Shakespeare thought that big bees were boys; but if he had bumped into Butler on one of his trips home to Stratford and the countryside, and had heard the schoolmaster say, "Liked that Henry play, Will, and the nice beehive bit. By the way, the big bee is actually a girl," Shakespeare wouldn't have been shocked, or had his world-view overthrown. He would have just said "Huh, really? You think? OK. If I ever do another bee poem, I'll adjust."
The sticky honey of uncertainty, the buzz around the beehive's entrance - these are the signs of minds at work. When our children ask us, "what's consciousness?" or "what's life?" or simply, "why are some people born that way?" - all questions which in truth we don't have an answer for yet, we don't say, as perhaps we should, "no one knows! Go find out."
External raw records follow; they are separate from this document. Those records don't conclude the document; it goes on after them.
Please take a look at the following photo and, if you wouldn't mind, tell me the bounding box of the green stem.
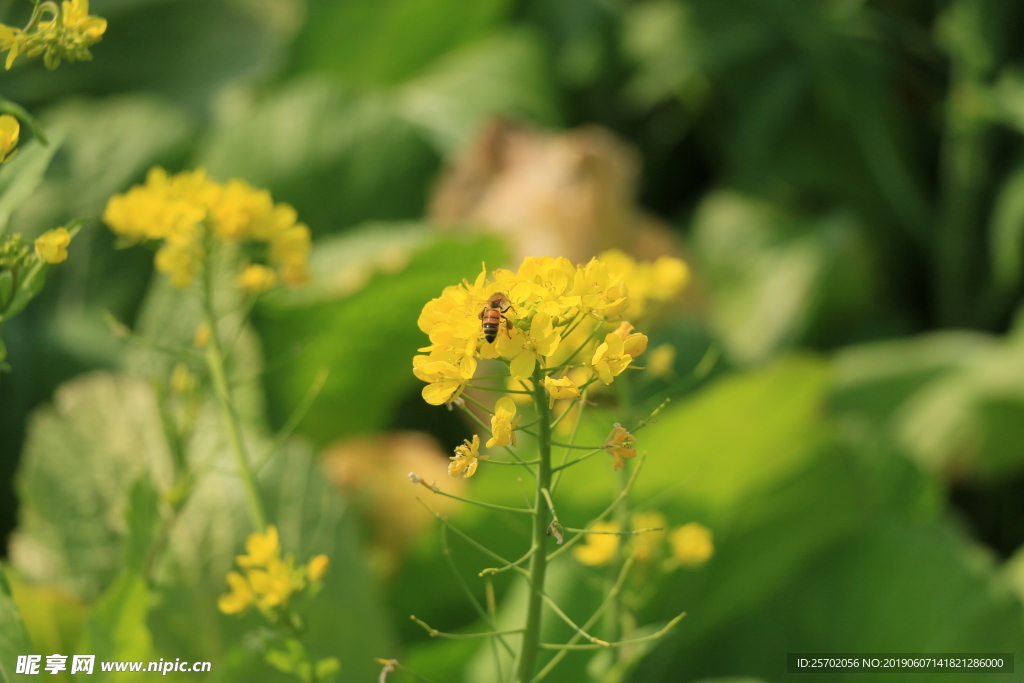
[609,375,637,661]
[201,255,267,531]
[514,365,554,683]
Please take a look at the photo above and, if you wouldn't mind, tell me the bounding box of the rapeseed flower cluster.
[414,252,687,407]
[0,0,106,70]
[218,526,329,616]
[103,167,311,290]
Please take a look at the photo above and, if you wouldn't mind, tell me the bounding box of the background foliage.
[2,0,1024,681]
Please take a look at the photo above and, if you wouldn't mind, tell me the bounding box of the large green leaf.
[253,226,507,446]
[0,565,36,683]
[292,0,511,86]
[11,373,174,600]
[635,519,1024,683]
[0,133,63,234]
[197,79,439,235]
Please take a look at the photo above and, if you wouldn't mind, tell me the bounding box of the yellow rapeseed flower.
[236,525,280,568]
[247,556,298,609]
[238,264,277,294]
[591,333,632,385]
[604,423,637,470]
[572,522,620,566]
[307,554,330,582]
[670,523,714,566]
[33,228,71,264]
[498,312,561,380]
[646,343,676,378]
[631,510,667,560]
[449,435,486,478]
[486,397,520,448]
[0,114,18,163]
[103,167,312,290]
[542,375,579,407]
[217,571,254,615]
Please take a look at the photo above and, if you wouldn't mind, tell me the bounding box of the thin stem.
[547,453,647,562]
[551,388,587,493]
[439,526,516,658]
[513,365,554,683]
[201,251,266,531]
[541,594,608,646]
[528,554,638,683]
[410,616,524,639]
[484,577,504,682]
[256,367,329,473]
[480,545,536,576]
[566,527,663,536]
[550,448,603,472]
[416,498,529,579]
[467,384,532,394]
[412,477,535,515]
[548,399,577,432]
[538,612,685,650]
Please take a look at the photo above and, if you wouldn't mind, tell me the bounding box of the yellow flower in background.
[0,114,18,163]
[247,556,298,609]
[487,397,520,448]
[169,362,196,395]
[449,435,486,478]
[631,510,667,560]
[33,228,71,264]
[591,333,632,385]
[605,423,637,470]
[103,167,312,290]
[193,323,210,348]
[646,343,676,378]
[217,571,254,615]
[0,0,107,70]
[542,375,579,406]
[237,525,280,568]
[238,264,277,294]
[307,554,330,582]
[670,523,714,566]
[572,522,621,566]
[598,249,689,319]
[219,525,329,616]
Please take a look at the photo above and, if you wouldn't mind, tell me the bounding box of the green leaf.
[122,476,161,575]
[254,226,507,446]
[988,165,1024,287]
[0,565,36,683]
[0,131,63,234]
[86,572,153,680]
[397,31,560,153]
[197,79,439,234]
[292,0,511,86]
[12,373,174,600]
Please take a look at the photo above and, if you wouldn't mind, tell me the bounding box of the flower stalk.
[201,248,266,531]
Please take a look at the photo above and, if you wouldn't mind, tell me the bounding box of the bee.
[479,293,513,344]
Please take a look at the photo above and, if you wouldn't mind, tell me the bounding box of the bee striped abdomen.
[482,309,501,343]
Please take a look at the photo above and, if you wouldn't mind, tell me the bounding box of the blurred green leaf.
[254,226,507,446]
[0,132,63,234]
[988,165,1024,287]
[398,31,560,153]
[7,573,86,666]
[293,0,511,86]
[198,80,439,235]
[691,192,876,364]
[0,565,35,683]
[122,476,160,575]
[12,373,174,600]
[86,573,153,678]
[637,519,1024,683]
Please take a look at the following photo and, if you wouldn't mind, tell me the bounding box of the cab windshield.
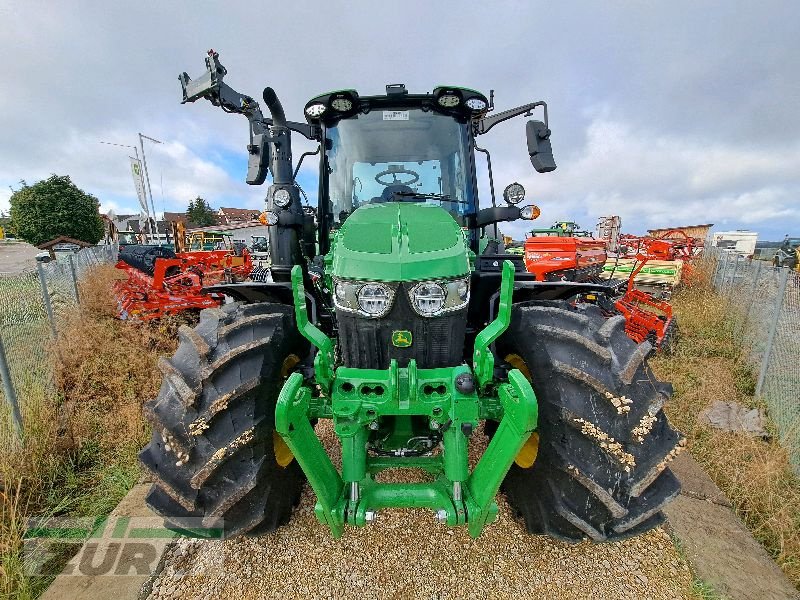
[324,108,476,228]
We shrug and say, it's, um, sort of like… one way or the other. What we do not know we sketch rapidly in the air, and then shrug.
One moral of the tale of the bees is, of course, always to trust the Butlers rather than the Aristotles of the world. Trust the man who sees the bees instead of the old Greek philosopher who just had opinions about them. But it is also, surely, that the fortress theory of knowledge is always false. No age thinks monolithically, and no great mind begins in absolute clarity.
Charles Darwin himself, skipping ahead centuries, had no idea how inheritance happened, but he didn't say, I have no idea how this happens! Instead, he said, well it may be kind of like a blend of stuff in the parents or maybe it's like a blend plus stuff the parents have done.
Anyway, as I was saying, natural selection works like this… Darwin made a fortress out of fog, and was content to do his work within it. Our mental life is more like the London of Holmes and Watson, we wander in the fog, making our way through it. Occasionally a clue or two helps solve the mystery within the fog, and then we walk back home happily in the pea soup. The fog is our habitat; the fog is our home.
As I brooded these long and buzzing thoughts, my wife, queen bee of our home, thought more fertilely. She knew that the real issue was not who was the bee? But who would play the king? She had a terrible intimation that these pious schoolmasters would do as they had done before with Prospero and Mercutio - that is, cast a girl in the key role of King Harry.
Our 17-year-old would once again be merely one of the singing masons, or civil citizens or even a poor mechanic porter. I wonder now if Shakespeare, when he wrote of hives and pointed towards kingdoms, was not, like Butler, really writing about the hive most near at hand. In other words, about the theatre, where everyone plays a part, and, drone or queen, you can't complain about the role you're given. There may be many mixed minds in an age but there are no small parts in well-conducted hives.